Lo ocurrido —un joven derribado en segundos, golpeado sin posibilidad de reacción y auxiliado demasiado tarde— no es un hecho extraordinario dentro de este tipo de eventos. Es, más bien, el recordatorio de lo frágil que es la línea entre el espectáculo y la tragedia.
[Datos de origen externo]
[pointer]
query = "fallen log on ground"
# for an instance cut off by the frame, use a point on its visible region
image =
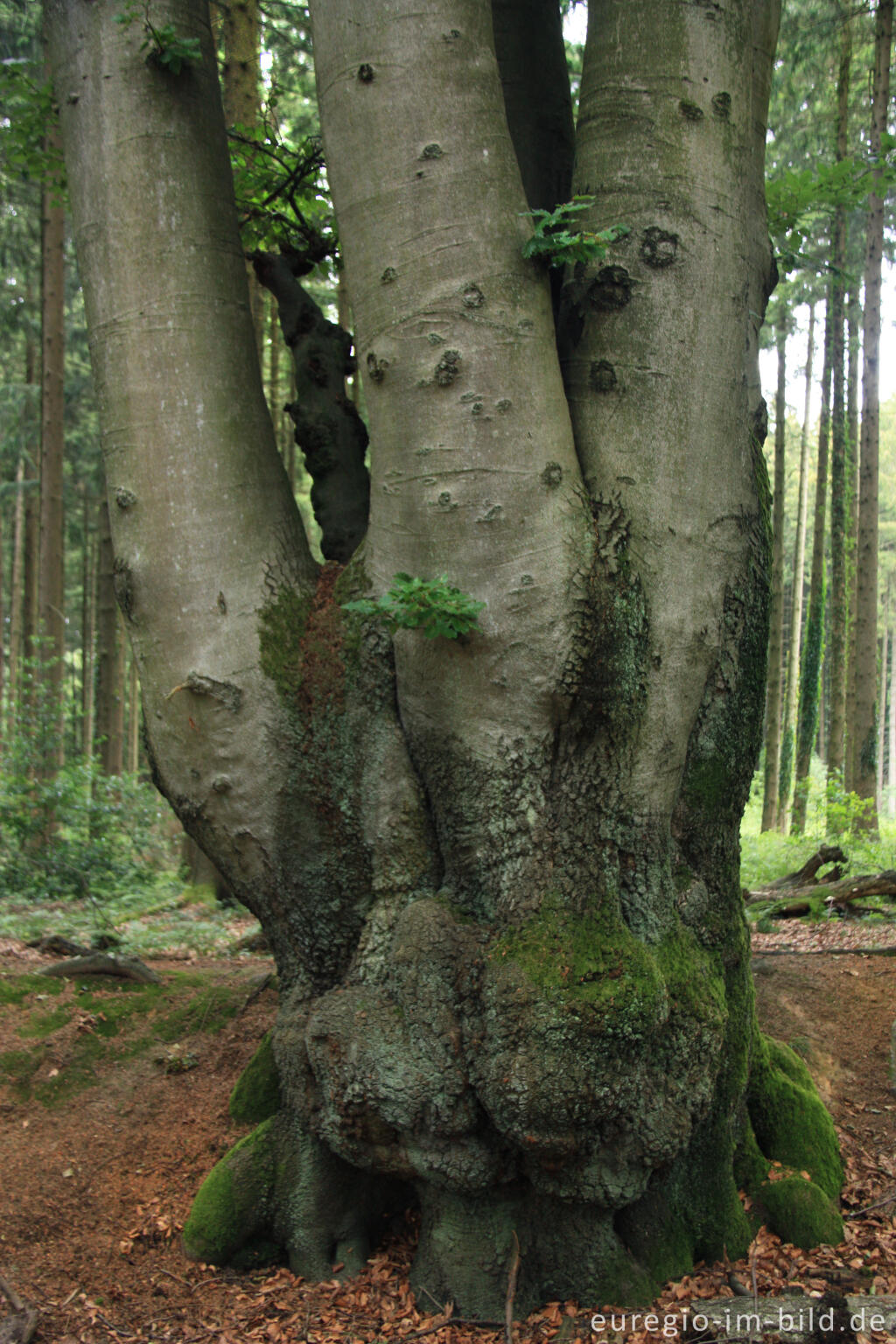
(98, 964)
(20, 1326)
(805, 877)
(836, 895)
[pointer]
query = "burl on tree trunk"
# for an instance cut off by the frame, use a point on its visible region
(499, 874)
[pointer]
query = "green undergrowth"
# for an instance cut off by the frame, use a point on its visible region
(72, 1032)
(150, 922)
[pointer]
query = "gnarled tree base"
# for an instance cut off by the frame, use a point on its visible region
(283, 1194)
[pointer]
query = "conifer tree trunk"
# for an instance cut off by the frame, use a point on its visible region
(24, 571)
(891, 734)
(838, 484)
(794, 646)
(88, 626)
(52, 598)
(109, 712)
(132, 760)
(777, 629)
(866, 550)
(853, 378)
(17, 594)
(883, 646)
(808, 719)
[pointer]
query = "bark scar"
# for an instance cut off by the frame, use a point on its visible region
(228, 694)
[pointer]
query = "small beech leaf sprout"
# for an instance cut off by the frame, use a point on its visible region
(434, 606)
(164, 46)
(557, 240)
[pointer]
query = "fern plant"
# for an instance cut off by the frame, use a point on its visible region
(434, 606)
(559, 241)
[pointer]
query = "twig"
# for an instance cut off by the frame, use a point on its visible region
(116, 1329)
(10, 1293)
(176, 1277)
(453, 1320)
(858, 1213)
(508, 1308)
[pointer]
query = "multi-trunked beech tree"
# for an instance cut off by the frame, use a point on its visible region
(500, 872)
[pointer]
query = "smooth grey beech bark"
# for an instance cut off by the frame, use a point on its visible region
(500, 874)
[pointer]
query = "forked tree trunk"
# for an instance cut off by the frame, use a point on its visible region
(500, 874)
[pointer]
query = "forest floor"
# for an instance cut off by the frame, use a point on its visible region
(113, 1106)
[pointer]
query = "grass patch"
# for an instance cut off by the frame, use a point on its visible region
(117, 1020)
(14, 990)
(768, 855)
(150, 922)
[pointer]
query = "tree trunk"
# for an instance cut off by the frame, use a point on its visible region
(808, 718)
(838, 594)
(794, 644)
(88, 626)
(881, 710)
(500, 874)
(52, 594)
(242, 107)
(853, 320)
(866, 549)
(777, 628)
(132, 760)
(109, 710)
(24, 538)
(17, 598)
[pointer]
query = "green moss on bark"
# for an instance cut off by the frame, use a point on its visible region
(788, 1120)
(595, 960)
(281, 626)
(256, 1096)
(230, 1222)
(801, 1213)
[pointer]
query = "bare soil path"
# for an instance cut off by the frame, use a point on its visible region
(95, 1186)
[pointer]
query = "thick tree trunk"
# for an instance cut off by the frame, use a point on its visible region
(866, 547)
(777, 628)
(812, 663)
(794, 646)
(500, 874)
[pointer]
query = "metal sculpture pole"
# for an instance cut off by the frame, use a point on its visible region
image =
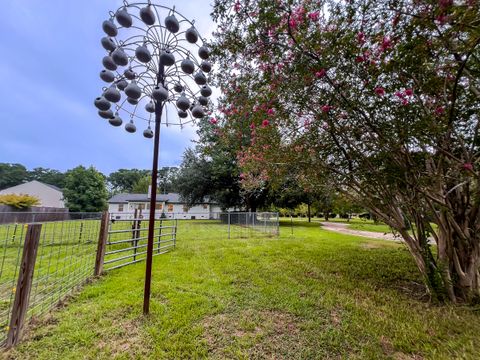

Y entonces surge el debate recurrente: reforzar medidas de seguridad. Cascos, chalecos, protocolos, tiempos de reacción. Todo suma, sí. Pero también hay que decirlo con claridad: en una actividad donde un animal de cientos de kilos actúa por instinto, el margen de control es limitado. La seguridad puede reducir riesgos, pero difícilmente puede eliminarlos.

El silencio se apoderó del recinto tras el accidente no solo fue por la conmoción del momento. Fue, en el fondo, un silencio que refleja algo más: la conciencia colectiva de que todos sabían que podía pasar.

Y pasó.

Hoy, más allá del luto, la pregunta sigue en el aire: ¿esto fue una tragedia inevitable… o una que seguimos permitiendo?